Troisième partie. « NOT THE GRAVEST OF DIVINES? »

Introduction

Actually, modern critics do not want theology at all; what they seek in the sermons is reinforcement for readings they have constructed for Tristram Shandy and A Sentimental Journey.[...] The sermons are [...] consulted only as they might provide oats for one’s hobby‑horse, that is, for one’s reading of Sterne’s fictions. Indeed, few documents have been more poorly read, I believe, than Sterne’s sermons, in part because we come to them after his fictions, in part because we read them not only as literary critics but as readers for whom "theological matters" is a phrase without a significant idea attached to it. (New, 1996, V, xii)

Il suffit de remplacer Sterne par Swift et Tristram Shandy et A Sentimental Journey par A Tale of a Tub et Gulliver’s Travels pour obtenir un diagnostic très précis de la manière dont l’homilétique swiftienne a été envisagée et analysée, ou plus exactement, n’a jamais réellement été analysée. Il existe à ce désintérêt des raisons historiques et sociologiques, parmi lesquelles l’exclusion du religieux du champ épistémologique, notamment en France, figure en bonne place. En outre, l’homilétique est envisagée exclusivement en termes théologiques et non littéraires. Or une telle conception n’a pas cours au dix-huitième siècle, où les traités d’homilétique abondent et où le sermon est au contraire considéré comme un genre littéraire à part entière et tenu en haute estime. S’il faut en croire son biographe, Johnson estimait ainsi qu’une bibliothèque était fort incomplète si elle ne contenait pas une collection importante de sermons 273 .

De telles raisons expliquent en partie que le versant religieux de l’œuvre de Swift ait été quasi exclusivement envisagé en termes biographiques, l’exemple le plus caricatural d’une analyse faite dans cette perspective étant l’ouvrage du Chanoine Looten, La pensée religieuse de Swift et ses Antinomies (Looten, 1935). Les sermons ne sont lus qu’en tant qu’ils permettent d’apporter une réponse à l’éternelle question de « ce que Swift croyait vraiment » et le texte n’a de valeur que symptomatique. Cette « réponse » prend en outre la forme d’un argument circulaire reposant sur une pétition de principe. Le dépouillement des sermons swiftiens a été maintes fois souligné tant il paraissait surprenant, même au regard de l’impératif esthético-idéologique du « plain style » qui caractérise l’homilétique de l’époque. Mais un tel dépouillement a là aussi été lu en termes non stylistiques mais biographiques : la simplicité apparente des sermons de Swift révèle la tiédeur des sentiments religieux de celui‑ci, en ceci qu’elle témoigne du désintérêt de Swift envers la prédication, désintérêt qui lui‑même traduit une foi chancelante. Une telle interprétation relève bien moins d’une lecture attentive des sermons qu’elle ne traduit une volonté d’étayer la construction mythographique de l’irréligion, voire de l’impiété, de Swift.

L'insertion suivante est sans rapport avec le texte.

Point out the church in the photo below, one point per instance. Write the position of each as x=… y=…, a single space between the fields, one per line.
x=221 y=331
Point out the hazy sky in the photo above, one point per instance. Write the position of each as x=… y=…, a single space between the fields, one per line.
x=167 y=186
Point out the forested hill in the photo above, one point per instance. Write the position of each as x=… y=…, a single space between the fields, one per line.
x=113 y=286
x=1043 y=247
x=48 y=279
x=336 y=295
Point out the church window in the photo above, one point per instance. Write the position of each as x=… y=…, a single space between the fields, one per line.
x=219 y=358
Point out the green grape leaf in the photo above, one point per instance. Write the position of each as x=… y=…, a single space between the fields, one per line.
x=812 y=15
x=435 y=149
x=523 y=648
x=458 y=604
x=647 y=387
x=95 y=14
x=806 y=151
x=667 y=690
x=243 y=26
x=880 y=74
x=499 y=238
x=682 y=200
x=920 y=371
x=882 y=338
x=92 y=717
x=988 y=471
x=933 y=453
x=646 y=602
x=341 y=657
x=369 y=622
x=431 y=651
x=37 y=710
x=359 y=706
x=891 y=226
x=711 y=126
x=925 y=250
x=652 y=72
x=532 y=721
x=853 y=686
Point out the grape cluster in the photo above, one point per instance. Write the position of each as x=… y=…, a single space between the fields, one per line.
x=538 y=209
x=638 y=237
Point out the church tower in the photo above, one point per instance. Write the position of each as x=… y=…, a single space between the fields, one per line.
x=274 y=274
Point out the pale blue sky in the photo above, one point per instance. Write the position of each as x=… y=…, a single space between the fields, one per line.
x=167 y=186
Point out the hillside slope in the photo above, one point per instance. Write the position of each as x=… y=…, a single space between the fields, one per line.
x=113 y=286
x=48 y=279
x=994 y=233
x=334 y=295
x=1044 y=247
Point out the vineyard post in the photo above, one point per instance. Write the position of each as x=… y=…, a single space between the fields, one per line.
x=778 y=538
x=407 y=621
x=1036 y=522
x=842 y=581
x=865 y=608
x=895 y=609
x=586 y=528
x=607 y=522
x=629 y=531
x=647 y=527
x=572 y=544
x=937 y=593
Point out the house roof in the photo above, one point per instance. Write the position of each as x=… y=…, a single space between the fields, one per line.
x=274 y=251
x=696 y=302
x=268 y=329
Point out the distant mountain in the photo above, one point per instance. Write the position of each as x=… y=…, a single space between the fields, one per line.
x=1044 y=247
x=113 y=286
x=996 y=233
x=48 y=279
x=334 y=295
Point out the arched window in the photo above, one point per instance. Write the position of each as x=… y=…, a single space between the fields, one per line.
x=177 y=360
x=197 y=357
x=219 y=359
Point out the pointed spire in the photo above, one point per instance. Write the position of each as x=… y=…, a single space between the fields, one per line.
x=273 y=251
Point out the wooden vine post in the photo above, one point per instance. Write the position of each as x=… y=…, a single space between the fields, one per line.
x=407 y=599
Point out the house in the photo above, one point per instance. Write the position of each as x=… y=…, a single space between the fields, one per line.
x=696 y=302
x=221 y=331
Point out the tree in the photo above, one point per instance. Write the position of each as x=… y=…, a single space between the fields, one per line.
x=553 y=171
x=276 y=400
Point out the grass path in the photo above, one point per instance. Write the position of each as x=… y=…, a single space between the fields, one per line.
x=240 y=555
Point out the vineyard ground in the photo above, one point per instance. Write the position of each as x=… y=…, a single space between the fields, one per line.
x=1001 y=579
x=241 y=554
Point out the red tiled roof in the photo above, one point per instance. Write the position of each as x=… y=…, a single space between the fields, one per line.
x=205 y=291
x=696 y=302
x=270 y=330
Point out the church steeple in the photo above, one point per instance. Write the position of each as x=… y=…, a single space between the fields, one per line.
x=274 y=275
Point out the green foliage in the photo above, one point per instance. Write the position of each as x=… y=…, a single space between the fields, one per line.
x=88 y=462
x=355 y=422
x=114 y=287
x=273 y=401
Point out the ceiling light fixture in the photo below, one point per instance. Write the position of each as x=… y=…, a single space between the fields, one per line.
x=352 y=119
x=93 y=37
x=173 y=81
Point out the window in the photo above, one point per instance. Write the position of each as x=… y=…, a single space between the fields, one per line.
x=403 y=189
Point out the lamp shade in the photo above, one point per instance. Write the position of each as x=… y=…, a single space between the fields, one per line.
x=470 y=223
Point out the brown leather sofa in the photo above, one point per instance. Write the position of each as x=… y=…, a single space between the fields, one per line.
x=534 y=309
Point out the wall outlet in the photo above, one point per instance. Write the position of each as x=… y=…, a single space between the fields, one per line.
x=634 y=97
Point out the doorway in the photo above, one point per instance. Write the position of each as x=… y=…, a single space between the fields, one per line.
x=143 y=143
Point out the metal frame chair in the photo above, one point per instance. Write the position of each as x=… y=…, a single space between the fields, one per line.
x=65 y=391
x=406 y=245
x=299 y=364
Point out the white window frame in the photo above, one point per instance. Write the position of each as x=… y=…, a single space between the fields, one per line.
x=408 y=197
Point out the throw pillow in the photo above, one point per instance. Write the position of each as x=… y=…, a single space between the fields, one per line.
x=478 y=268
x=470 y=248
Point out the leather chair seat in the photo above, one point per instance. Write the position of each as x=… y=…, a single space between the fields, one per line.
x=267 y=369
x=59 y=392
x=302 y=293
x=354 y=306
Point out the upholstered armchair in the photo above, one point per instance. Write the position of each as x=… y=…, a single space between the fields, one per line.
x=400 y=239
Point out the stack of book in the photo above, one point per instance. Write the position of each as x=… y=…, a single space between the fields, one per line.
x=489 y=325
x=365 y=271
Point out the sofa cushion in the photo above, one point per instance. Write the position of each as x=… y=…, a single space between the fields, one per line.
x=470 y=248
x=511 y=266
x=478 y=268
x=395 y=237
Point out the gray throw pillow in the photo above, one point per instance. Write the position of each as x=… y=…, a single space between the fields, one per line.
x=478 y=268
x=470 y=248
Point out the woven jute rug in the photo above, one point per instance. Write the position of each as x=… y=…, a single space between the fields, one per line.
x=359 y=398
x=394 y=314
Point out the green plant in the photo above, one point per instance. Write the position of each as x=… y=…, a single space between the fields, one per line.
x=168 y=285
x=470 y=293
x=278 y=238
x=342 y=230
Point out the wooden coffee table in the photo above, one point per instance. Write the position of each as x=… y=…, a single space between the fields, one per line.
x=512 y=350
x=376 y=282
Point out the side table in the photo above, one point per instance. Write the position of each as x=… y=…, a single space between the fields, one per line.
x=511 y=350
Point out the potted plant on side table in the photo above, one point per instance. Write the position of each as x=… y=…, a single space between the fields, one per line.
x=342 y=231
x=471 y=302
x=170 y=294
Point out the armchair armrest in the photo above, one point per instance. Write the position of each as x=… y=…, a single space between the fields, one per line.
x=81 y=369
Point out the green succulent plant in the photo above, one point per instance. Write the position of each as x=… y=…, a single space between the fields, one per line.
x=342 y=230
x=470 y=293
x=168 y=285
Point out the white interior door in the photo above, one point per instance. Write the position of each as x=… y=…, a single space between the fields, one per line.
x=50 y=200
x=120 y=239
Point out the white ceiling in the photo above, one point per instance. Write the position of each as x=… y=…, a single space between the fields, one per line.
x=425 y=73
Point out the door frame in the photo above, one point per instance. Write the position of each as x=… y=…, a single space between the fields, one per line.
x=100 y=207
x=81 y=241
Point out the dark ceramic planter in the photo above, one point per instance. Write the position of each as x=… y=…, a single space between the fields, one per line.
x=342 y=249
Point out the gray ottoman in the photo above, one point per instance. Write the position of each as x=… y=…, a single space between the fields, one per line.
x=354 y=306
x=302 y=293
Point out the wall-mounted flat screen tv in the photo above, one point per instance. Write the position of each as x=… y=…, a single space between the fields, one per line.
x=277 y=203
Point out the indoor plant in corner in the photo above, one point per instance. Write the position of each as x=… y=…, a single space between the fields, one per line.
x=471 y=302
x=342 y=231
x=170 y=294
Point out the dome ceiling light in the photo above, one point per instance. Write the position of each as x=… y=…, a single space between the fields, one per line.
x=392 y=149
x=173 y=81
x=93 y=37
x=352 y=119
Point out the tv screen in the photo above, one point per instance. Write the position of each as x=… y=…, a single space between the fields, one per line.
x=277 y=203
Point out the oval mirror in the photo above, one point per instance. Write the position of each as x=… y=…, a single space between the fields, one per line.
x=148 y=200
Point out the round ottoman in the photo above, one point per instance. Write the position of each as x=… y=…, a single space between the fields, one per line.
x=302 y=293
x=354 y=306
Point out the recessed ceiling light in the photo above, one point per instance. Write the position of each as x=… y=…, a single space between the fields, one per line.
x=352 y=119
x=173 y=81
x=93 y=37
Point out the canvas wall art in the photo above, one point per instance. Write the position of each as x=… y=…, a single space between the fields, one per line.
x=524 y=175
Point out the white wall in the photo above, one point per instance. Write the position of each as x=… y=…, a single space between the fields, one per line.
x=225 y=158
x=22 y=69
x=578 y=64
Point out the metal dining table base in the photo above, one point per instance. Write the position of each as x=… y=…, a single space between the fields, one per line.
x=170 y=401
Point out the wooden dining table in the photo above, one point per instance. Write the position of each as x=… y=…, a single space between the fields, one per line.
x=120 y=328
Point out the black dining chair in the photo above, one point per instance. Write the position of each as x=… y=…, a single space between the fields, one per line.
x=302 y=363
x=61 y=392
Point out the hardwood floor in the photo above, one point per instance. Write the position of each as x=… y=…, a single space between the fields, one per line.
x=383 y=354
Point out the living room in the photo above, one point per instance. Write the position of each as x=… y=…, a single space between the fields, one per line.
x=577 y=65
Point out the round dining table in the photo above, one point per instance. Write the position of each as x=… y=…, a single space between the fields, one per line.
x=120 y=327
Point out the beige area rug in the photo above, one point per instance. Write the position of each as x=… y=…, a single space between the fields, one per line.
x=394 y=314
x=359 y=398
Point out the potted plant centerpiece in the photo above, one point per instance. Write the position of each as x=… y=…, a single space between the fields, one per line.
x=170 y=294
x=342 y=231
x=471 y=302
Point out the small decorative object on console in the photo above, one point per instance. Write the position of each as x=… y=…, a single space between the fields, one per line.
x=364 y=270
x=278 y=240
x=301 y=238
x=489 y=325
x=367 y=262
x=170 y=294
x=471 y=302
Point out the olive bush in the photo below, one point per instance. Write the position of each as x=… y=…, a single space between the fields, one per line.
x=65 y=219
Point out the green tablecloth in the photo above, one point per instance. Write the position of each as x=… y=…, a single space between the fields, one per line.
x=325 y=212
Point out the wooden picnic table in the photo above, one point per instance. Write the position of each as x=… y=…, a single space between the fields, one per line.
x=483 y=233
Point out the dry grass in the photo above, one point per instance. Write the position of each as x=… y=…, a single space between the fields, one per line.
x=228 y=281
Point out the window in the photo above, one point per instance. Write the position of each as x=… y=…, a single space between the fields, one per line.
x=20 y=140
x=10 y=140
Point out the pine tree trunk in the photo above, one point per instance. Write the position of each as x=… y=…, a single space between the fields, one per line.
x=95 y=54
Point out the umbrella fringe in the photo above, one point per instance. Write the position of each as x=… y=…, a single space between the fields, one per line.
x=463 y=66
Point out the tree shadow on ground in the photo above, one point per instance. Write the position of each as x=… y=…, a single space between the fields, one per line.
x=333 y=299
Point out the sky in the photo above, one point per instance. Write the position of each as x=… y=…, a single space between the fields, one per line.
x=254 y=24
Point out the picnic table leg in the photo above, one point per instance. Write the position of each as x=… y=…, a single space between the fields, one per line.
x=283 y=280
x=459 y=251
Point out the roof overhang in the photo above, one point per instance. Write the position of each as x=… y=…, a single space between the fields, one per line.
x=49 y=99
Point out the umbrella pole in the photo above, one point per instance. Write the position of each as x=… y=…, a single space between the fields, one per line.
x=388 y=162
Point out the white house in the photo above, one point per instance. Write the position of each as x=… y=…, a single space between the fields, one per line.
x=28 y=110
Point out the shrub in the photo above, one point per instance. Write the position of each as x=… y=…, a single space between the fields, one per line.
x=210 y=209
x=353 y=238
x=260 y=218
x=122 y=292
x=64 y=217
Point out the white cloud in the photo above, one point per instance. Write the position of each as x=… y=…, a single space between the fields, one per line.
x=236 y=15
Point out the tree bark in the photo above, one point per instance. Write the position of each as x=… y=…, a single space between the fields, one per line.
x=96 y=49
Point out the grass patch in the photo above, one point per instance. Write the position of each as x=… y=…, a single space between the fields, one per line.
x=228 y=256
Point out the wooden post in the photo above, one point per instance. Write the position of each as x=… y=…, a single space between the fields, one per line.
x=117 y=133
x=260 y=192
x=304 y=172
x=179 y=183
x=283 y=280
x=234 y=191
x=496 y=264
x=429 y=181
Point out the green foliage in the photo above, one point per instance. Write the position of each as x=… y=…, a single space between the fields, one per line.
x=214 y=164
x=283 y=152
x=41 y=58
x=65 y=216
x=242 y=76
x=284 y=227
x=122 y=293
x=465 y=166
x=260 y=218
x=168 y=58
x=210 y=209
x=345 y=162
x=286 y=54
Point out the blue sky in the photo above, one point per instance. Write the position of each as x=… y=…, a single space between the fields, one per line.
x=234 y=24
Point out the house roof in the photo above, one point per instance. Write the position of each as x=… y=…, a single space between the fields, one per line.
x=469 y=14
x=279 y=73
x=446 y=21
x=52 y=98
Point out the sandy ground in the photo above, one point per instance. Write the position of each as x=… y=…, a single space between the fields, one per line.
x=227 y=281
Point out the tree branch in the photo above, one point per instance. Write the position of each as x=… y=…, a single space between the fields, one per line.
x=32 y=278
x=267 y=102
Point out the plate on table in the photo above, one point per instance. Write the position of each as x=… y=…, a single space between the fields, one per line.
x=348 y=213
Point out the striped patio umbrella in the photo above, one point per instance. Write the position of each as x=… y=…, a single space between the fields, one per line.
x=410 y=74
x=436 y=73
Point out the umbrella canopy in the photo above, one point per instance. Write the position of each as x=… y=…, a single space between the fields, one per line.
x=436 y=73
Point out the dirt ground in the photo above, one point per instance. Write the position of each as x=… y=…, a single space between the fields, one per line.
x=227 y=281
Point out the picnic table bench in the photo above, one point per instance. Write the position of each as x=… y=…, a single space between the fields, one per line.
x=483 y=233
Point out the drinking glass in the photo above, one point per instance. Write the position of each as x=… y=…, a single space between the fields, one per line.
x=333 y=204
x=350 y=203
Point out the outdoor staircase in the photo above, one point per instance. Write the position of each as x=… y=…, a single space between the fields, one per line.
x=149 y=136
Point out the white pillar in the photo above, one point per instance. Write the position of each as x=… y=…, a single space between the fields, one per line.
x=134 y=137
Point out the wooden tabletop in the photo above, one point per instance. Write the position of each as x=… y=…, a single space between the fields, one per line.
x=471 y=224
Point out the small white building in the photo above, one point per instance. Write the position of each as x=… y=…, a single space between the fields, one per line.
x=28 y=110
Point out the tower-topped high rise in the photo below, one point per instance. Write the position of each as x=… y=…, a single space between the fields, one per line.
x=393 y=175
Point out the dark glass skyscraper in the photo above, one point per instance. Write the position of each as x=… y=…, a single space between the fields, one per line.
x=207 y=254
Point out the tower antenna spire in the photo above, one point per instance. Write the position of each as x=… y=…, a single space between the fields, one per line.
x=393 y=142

Les sermons swiftiens ont cependant été parfois envisagés dans une perspective stylistique, par François Boulaire par exemple dans le cadre de sa thèse sur Le Sermon anglican en Irlande à l’époque de la reine Anne (Boulaire, 1987). Mais de telles analyses s’arrêtent bien souvent au constat de l’extrême simplicité des prédications de Swift, simplicité surprenante en comparaison de bien d’autres sermons de l’époque, mais aussi par rapport à la virtuosité stylistique qui caractérise les satires. Celles-ci, implicitement ou explicitement, constituent la référence en fonction de laquelle les sermons sont analysés, et faute de soutenir la comparaison posée en ces termes-là, les sermons sont déclarés peu dignes d’intérêt. Ils ne constituent certes pas la meilleure prose swiftienne, mais leur intérêt est ailleurs, et d’abord en ce qu’ils posent la question des rapports complexes et ambigus qu’entretiennent depuis toujours homilétique et rhétorique. Par ailleurs, l’homilétique swiftienne pose, comme toute homilétique, la question fondamentale de l’enchevêtrement de la voix propre du sermonnaire et de la Parole qu’elle transmet, et celle des modalités d’inscription de cette voix propre dans le texte du sermon. Si cette inscription prend la forme d’une rhétorique qui confère aux sermons swiftiens leur singularité, peut-on aller jusqu’à affirmer que celui-ci ne s’exprime pas in propria persona mais derrière le masque d’une personaadaptée aux besoins rhétoriques du sermon ?

Notes
273.
Boswell, Life of Johnson, Together with Boswell’s Journal of the Tour of the Hebrides and Johnson’s Diary of a Journey into North Wales. Ed. George Birbeck Hill, rev. L. F. Powell, Oxford, Clarendon Press, 1934-1950, IV, pp. 105-106.